Le dernier témoignage est celui de Rayan, activiste média, qui a quitté Deir Ezzor en juillet 2014. Issu d'une famille pauvre, il a pour voisin des musulmans très conservateurs, qui basculent dans le djihadisme : certains partent combattre en Irak avec Zarqawi. Par leur intermédiaire, il lit Ibn Tamiyyah, Sayyid Qutb, et manque lui aussi de partir en Irak. Puis, il va à l'université à Damas, où ses rencontres, ses lectures, ses échanges finissent par l'éloigner de cette dimension religieuse. Revenu chez lui après la révolution, il cherche à s'engager dans l'ASL, sans succès. Il se tourne alors vers le front al-Nosra, dont il ne perçoit pas au départ la dimension djihadiste, avant qu'on lui demande de prêter la ba'yah : à ce moment-là, il s'enfuit. 2 de ses frères s'engagent par contre avec al-Nosra. Quand l'EI l'emporte, ils fuient avec al-Nosra vers la province de Deraa. Lui-même est convoqué par le responsable média de la wilayat al-Khayr de l'EI (qui correspond à la province de Deir Ezzor) qui lui enjoint de rejoindre l'organisation. Il prend alors la fuite vers la Turquie. Il décrit comment l'EI embrigade les plus jeunes, avec ses "tentes missionnaires" (tentes de dawaa) et les "points médiatiques" où sont diffusées les vidéos de propagande.
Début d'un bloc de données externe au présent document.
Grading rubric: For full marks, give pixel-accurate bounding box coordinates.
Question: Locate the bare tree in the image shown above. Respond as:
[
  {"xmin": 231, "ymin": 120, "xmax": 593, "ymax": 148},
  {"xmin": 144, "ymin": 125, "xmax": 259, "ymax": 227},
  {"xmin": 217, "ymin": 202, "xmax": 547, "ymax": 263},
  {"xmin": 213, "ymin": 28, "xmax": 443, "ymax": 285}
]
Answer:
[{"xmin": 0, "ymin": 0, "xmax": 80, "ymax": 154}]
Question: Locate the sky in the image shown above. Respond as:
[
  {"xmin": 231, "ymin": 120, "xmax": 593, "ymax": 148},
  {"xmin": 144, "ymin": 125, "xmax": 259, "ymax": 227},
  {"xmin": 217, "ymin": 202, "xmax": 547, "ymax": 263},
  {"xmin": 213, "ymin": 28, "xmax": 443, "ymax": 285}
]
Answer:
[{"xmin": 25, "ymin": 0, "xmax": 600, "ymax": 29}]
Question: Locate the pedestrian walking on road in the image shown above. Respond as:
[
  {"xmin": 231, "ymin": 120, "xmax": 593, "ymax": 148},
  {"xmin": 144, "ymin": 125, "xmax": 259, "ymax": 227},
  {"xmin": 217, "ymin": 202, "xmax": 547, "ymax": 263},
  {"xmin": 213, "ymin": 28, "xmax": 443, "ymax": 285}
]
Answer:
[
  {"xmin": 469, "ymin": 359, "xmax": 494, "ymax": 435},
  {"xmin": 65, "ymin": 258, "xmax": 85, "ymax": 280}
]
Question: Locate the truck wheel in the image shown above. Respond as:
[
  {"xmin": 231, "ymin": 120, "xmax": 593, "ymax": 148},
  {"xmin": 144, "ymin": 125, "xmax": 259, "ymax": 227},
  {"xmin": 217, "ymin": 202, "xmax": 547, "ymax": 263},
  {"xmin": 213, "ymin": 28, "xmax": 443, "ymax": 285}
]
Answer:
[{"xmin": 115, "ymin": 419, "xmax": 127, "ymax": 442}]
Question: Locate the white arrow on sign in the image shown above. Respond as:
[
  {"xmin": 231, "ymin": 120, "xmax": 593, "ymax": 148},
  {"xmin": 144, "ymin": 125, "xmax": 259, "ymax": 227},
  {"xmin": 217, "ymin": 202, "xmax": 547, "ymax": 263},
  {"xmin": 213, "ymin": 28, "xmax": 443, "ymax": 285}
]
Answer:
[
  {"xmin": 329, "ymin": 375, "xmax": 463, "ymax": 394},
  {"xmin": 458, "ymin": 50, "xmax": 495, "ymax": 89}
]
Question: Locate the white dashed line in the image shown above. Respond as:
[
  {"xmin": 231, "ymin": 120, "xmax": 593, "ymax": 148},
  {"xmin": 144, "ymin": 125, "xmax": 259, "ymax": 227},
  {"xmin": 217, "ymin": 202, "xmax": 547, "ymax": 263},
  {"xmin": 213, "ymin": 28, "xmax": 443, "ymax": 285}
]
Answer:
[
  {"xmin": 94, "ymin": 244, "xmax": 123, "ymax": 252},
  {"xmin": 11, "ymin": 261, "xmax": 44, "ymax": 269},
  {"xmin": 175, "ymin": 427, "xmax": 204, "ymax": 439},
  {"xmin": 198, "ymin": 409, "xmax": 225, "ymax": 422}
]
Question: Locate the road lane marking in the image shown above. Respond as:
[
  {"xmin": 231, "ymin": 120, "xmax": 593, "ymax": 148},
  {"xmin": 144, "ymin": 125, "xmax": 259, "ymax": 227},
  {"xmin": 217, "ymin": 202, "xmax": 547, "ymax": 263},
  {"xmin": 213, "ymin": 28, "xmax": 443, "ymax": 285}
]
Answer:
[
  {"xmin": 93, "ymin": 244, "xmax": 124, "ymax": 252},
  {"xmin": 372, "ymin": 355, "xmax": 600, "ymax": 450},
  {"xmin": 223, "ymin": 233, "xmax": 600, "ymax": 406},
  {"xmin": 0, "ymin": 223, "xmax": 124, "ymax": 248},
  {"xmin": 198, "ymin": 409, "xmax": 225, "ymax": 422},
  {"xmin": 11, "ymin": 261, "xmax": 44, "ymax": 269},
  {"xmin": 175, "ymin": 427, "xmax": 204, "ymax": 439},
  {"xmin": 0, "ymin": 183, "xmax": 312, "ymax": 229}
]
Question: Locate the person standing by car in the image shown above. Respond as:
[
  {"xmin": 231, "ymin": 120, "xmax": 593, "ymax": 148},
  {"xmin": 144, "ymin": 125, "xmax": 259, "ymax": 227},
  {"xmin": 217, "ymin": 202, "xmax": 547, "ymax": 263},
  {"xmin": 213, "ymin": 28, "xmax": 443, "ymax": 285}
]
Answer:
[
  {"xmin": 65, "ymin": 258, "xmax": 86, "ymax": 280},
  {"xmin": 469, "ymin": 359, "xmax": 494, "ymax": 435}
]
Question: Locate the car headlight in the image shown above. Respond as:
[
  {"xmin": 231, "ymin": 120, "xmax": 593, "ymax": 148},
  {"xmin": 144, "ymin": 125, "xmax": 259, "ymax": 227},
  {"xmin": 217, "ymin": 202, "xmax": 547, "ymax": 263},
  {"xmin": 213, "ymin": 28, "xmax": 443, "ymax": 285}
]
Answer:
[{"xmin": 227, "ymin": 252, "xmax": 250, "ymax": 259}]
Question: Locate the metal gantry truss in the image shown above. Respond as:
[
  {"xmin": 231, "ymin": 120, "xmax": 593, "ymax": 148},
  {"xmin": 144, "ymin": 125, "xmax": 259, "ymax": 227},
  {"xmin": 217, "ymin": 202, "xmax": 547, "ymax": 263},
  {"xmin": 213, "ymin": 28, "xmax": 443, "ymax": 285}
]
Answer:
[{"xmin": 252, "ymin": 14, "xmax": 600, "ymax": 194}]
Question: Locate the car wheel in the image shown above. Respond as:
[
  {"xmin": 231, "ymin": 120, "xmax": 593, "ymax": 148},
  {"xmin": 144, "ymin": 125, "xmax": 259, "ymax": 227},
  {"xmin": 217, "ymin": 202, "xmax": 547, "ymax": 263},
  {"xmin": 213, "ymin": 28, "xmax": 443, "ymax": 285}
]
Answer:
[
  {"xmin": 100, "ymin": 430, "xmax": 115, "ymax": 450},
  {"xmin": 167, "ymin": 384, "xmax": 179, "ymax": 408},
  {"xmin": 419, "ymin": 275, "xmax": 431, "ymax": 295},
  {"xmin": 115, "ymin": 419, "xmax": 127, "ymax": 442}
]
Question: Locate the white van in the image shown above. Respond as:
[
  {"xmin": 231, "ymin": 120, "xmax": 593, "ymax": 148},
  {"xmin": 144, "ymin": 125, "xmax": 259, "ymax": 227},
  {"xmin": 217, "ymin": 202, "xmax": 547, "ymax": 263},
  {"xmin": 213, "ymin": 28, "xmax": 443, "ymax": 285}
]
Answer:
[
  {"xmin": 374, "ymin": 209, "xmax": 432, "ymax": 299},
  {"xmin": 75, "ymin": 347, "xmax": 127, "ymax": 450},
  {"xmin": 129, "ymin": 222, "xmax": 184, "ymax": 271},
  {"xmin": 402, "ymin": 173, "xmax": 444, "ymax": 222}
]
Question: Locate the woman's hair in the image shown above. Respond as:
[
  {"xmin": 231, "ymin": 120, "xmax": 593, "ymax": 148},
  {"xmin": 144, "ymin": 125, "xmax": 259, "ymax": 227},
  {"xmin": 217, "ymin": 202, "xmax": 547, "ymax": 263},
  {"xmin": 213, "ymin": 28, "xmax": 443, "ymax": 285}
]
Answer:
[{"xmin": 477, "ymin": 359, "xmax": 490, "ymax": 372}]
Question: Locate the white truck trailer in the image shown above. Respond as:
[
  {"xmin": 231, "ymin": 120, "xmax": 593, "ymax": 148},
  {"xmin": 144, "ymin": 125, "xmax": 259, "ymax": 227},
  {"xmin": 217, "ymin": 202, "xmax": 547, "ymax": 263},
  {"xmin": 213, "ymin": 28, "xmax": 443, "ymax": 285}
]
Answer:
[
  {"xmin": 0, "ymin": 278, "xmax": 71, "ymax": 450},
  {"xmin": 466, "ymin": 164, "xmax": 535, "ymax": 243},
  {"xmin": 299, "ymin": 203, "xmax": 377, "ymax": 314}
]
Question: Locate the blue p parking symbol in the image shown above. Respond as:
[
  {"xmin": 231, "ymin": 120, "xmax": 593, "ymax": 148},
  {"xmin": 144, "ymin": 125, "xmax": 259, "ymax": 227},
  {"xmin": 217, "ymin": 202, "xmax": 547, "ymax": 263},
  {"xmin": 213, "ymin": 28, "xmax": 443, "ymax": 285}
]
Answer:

L'EI a retiré toutes les télévisions des lieux d'habitation et supprimé tous les moyens d'information extérieurs, pour faciliter son contrôle et son recrutement, en particulier chez les plus jeunes.
 
On ne peut qu'être d'accord avec la conclusion deux auteurs : l'EI a préparé sa survie en formant cette nouvelle génération d'enfants, qui va prendre le relais. A l'époque déjà, la cellule de Thuwar Raqqa, qui disposait d'importants renseignements sur les combattants étrangers, se heurtait au dédain des Occidentaux, qui préférait laisser les djihadistes nationaux sur place plutôt que de les rapatrier. Les moyens mis en oeuvre pour s'occuper de ceux qui sont revenus apparaissent bien dérisoires. On mesure d'autant mieux l'enjeu critique, aujourd'hui, du rapatriement des djihadistes, hommes et femmes, et des enfants, qui pourraient constituer la prochaine génération de terroristes djihadistes. L'intention des deux auteurs était de présenter l'EI de l'intérieur, sans jugement. Le résultat n'est pas inintéressant, mais trop partiel : un travail de fond, recoupant les témoignages, vérifiant les informations -par exemple celles sur les Français, mais aussi d'autres éléments que j'ai moi-même recoupé ainsi que j'ai essayé de le montrer ci-dessus-, bref, allant plus au fond des choses, aurait sans doute permis d'avoir quelque chose de plus complet, et aussi de plus exact.